Symbolic substitutes are often experienced as intense desires, something we believe we must have for peace of mind. For example, we may desire particular people, possessions, or experiences. Such desires are often born out of the belief that only something “outside” can complete us. In other words, the mind projects our innate sense of wholeness outward. It says: “If I am un-whole and separated, then my missing pieces must be somewhere out there.” So we embark on a mission to recapture our missing pieces in other people, places, possessions, food, and anything that gives us the temporary experience of wholeness.
Of course, the desire for a symbolic substitute carries a hidden promise. If it’s fame we want, the hidden promise might be “When I am famous, then people will finally admire and see who I really am.” Or if we desire an ideal body, it might be “When I’m thin, then people will love me and my life will truly begin.” These false hopes and promises are seldom in our conscious awareness. However, they tend to reveal themselves once we actually achieve what we desire. So for the people who finally do become famous, they may feel even more alone and misunderstood, and for the people who do lose weight, they may find themselves to be no more happy or in love with life. Just thinner.

When we let go of the intensive use of our favorite symbolic substitutes, something interesting happens.

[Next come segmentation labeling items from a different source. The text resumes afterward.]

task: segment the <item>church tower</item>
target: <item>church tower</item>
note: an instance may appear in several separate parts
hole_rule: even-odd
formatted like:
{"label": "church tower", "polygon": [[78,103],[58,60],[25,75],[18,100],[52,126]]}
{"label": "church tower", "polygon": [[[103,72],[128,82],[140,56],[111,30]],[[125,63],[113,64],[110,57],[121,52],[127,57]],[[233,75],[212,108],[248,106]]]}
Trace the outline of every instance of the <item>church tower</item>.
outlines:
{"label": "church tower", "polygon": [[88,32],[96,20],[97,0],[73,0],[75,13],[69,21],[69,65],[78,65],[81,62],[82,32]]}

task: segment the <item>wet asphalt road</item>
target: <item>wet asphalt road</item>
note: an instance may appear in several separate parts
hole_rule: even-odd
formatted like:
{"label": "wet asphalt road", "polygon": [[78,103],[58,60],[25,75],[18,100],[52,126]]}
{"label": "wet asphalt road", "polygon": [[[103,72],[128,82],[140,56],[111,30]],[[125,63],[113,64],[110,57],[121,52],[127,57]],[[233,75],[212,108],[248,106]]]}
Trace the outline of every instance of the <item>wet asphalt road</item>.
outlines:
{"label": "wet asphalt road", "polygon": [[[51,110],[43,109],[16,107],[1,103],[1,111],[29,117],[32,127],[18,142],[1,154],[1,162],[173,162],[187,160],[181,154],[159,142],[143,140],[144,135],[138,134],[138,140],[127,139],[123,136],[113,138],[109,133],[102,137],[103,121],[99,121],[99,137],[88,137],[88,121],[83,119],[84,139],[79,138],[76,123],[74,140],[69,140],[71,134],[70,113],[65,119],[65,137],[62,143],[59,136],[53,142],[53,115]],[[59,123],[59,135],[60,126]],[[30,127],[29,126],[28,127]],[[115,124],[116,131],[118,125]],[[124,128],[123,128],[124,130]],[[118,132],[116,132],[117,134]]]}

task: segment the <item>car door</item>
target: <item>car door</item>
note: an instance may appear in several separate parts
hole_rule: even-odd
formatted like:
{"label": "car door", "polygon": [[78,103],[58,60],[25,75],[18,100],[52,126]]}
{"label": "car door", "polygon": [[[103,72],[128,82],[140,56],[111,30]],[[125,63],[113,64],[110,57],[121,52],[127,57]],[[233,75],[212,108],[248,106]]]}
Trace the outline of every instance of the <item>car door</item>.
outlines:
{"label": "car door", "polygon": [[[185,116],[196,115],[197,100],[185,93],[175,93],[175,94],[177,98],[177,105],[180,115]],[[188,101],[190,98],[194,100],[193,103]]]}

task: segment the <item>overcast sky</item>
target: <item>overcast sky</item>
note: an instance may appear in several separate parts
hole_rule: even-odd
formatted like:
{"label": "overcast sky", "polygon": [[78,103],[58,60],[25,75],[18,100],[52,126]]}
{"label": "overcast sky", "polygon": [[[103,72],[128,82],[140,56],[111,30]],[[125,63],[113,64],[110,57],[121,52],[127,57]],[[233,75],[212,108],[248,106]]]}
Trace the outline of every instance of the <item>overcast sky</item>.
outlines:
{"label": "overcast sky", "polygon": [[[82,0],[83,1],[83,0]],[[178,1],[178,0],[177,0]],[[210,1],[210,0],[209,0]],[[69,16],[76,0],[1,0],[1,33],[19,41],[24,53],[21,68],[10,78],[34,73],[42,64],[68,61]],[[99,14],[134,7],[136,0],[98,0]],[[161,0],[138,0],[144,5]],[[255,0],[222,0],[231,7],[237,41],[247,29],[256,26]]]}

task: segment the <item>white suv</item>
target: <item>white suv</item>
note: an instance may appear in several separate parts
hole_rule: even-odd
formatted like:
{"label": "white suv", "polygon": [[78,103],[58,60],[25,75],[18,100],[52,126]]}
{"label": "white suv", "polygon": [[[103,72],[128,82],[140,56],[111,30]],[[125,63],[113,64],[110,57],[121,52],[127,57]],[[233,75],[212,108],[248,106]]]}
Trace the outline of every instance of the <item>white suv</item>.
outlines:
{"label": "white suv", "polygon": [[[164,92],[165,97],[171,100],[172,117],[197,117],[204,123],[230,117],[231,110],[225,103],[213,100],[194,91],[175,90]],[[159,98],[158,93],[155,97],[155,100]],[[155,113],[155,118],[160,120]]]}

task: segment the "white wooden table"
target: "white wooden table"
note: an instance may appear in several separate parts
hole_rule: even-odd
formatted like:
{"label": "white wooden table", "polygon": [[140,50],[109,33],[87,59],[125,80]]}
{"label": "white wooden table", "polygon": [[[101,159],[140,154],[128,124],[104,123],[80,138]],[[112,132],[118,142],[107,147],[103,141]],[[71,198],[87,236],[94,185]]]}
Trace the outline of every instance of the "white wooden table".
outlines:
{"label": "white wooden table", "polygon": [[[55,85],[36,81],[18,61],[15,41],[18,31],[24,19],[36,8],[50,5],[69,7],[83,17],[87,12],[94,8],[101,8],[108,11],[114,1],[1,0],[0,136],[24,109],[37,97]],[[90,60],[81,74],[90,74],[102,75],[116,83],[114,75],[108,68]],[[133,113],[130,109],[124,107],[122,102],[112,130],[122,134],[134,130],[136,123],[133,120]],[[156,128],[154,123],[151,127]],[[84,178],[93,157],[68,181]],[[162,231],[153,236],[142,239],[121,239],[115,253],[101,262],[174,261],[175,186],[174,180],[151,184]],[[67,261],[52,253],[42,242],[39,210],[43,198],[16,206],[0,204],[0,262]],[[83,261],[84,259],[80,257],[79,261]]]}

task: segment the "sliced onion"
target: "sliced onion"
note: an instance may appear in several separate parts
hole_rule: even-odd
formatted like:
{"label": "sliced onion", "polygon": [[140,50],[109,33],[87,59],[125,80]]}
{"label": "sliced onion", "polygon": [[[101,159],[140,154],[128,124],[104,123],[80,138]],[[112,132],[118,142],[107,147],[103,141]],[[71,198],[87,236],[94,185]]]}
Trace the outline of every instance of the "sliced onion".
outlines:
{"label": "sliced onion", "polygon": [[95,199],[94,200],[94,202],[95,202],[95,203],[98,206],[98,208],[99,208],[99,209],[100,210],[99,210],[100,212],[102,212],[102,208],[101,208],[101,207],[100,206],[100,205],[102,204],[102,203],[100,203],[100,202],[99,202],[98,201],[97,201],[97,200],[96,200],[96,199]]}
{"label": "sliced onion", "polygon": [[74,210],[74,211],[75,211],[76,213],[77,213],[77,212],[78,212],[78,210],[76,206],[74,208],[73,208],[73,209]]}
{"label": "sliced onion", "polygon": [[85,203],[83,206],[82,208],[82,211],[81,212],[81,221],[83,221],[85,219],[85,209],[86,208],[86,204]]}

We feel pain. Or uncomfortable feelings. Or sadness. Or a deep longing. People who give up alcohol, tobacco, or sugar often go through withdrawal symptoms, painful physical manifestations of the emotional suffering we experience inside. The relief we believed we were receiving reveals itself only as a shadow, and the pain lying beneath is finally exposed. The good news is that these withdrawal symptoms must make their way through the body to release the biological craving. This allows the heart to experience the discomfort it secretly held, and to let go of it once and for all.
So, if you ever feel you’re fighting against yourself when it comes to food, consider calling a cease-fire. Embrace both sides of yourself. Meaning, sometimes, it’s fine to go for the food when what we really want is love and intimacy and excitement. We need our symbolic substitutes. They serve us well. Forgive yourself. Acknowledge your fragile humanity. Relax, eat, and enjoy. But accept the other side of you as well. Listen more deeply to what your heart and soul truly crave. Own your desires, your dreams, the inmost parts of you that need a little airtime. Push the pause button on the eating experience every now and then, and listen into the silence. You’ll hear something very compelling. It’s your Life. And it’s calling you.
Have you ever tried calling a cease-fire? What was your experience?

A woman with her hands raised in the sky watches the waves crash on the shore.